21 501-34 Raad voor Onderwijs, Jeugd, Cultuur en Sport

Nr. 247 VERSLAG VAN EEN SCHRIFTELIJK OVERLEG

Vastgesteld 1 mei 2015

De vaste commissie voor Onderwijs, Cultuur en Wetenschap heeft een aantal vragen en opmerkingen voorgelegd aan de Ministers van Onderwijs, Cultuur en Wetenschap en van Volksgezondheid, Welzijn en Sport over de brief van 9 april 2015 over de Geannoteerde agenda op het terrein van onderwijs en cultuur/audiovisueel voor de Onderwijs-, Jeugd-, Cultuur- en Sportraad (OJCS-Raad) van 18 en 19 mei 2015 (Kamerstuk 21 501-34, nr. 245), over de brief van 12 maart 2015 over het verslag van de vergaderingen van de Onderwijs, Jeugd, Cultuur en Sport Raad (OJCS-Raad) van 25 november 2014 (cultuur en audiovisueel) en 12 december (onderwijs) 2015 (Kamerstuk 21 501-34, nr. 243) en over het verslag van een schriftelijk overleg van 26 november 2014 over de geannoteerde agenda inzake de Formele sportraad van 25 november 2014 te Brussel (Kamerstuk 21 501-34, nr. 239.

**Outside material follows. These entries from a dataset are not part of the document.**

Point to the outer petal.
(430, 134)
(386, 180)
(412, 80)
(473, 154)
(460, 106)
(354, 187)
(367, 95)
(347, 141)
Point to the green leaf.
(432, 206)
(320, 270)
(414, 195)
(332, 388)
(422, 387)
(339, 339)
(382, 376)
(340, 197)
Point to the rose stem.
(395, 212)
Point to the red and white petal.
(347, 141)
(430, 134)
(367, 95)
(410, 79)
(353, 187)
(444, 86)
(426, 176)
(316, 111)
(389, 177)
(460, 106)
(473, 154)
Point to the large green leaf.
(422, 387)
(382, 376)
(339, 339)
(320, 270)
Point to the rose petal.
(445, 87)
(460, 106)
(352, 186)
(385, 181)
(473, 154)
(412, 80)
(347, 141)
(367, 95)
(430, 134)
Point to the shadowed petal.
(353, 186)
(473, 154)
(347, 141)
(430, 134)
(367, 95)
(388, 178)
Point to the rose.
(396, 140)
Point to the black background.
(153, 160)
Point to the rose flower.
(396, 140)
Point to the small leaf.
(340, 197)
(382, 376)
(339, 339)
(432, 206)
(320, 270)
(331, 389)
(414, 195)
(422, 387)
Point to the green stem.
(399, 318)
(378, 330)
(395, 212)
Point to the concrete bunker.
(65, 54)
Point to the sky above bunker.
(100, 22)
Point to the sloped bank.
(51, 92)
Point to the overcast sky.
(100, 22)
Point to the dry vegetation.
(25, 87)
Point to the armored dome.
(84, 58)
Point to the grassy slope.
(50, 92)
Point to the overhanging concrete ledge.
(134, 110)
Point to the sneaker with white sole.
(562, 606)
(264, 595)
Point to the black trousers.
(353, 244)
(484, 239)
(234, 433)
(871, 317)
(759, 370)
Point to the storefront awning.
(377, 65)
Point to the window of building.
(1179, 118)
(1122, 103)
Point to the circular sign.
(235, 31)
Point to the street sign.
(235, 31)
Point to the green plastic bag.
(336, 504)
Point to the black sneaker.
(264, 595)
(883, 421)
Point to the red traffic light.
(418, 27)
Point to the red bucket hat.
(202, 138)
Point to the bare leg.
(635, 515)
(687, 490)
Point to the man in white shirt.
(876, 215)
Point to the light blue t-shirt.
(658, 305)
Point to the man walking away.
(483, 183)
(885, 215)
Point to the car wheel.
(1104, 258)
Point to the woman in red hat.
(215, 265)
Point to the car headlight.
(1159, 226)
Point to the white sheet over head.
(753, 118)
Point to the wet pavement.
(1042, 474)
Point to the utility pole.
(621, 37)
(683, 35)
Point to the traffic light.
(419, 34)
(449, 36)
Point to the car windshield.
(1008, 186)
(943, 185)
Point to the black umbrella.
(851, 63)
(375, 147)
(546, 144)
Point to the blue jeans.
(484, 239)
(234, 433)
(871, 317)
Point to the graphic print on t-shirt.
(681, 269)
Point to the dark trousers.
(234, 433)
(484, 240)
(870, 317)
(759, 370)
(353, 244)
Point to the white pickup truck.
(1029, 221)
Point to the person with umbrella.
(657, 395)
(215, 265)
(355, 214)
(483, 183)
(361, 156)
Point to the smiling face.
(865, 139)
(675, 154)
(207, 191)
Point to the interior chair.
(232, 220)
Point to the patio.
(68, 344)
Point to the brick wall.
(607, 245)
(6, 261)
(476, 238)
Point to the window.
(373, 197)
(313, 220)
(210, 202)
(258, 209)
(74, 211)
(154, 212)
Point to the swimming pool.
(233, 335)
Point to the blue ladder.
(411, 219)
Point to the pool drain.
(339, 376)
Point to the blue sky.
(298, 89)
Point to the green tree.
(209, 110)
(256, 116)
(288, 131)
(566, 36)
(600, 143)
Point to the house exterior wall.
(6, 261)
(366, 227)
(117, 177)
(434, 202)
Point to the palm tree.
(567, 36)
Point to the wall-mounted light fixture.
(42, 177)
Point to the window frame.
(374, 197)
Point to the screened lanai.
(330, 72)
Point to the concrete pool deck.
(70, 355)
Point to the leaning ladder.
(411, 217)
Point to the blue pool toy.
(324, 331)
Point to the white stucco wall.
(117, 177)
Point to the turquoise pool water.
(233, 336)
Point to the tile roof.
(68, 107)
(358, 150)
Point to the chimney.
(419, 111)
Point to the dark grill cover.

De vragen en opmerkingen zijn op 28 april 2015 aan de Ministers van Onderwijs, Cultuur en Wetenschap en van Volksgezondheid, Welzijn en Sport voorgelegd. Bij brief van 30 april 2015 zijn de vragen beantwoord.

De voorzitter van de commissie, Wolbert

Adjunct-griffier van de commissie, Bosnjakovic

I

Vragen en opmerkingen uit de fracties

2

 

• Algemeen

2

   

Geannoteerde agenda op het terrein van onderwijs en cultuur/audiovisueel voor de Onderwijs-, Jeugd-, Cultuur- en Sportraad (OJCS-Raad) van 18 en 19 mei

2

     

○ Cultuur

2

 

• Verslag van de vergaderingen van de Onderwijs, Jeugd, Cultuur en Sport Raad (OJCS-Raad) van 25 november 2014

2

     

○ Onderwijs (12 december)

2

     

○ Informele ministeriële conferentie over burgerschap (17 maart 2015)

2

II

Reactie van de Ministers

3

I Vragen en opmerkingen uit de fracties

Algemeen

De leden van de VVD-fractie hebben kennisgenomen van de onderhavige stukken.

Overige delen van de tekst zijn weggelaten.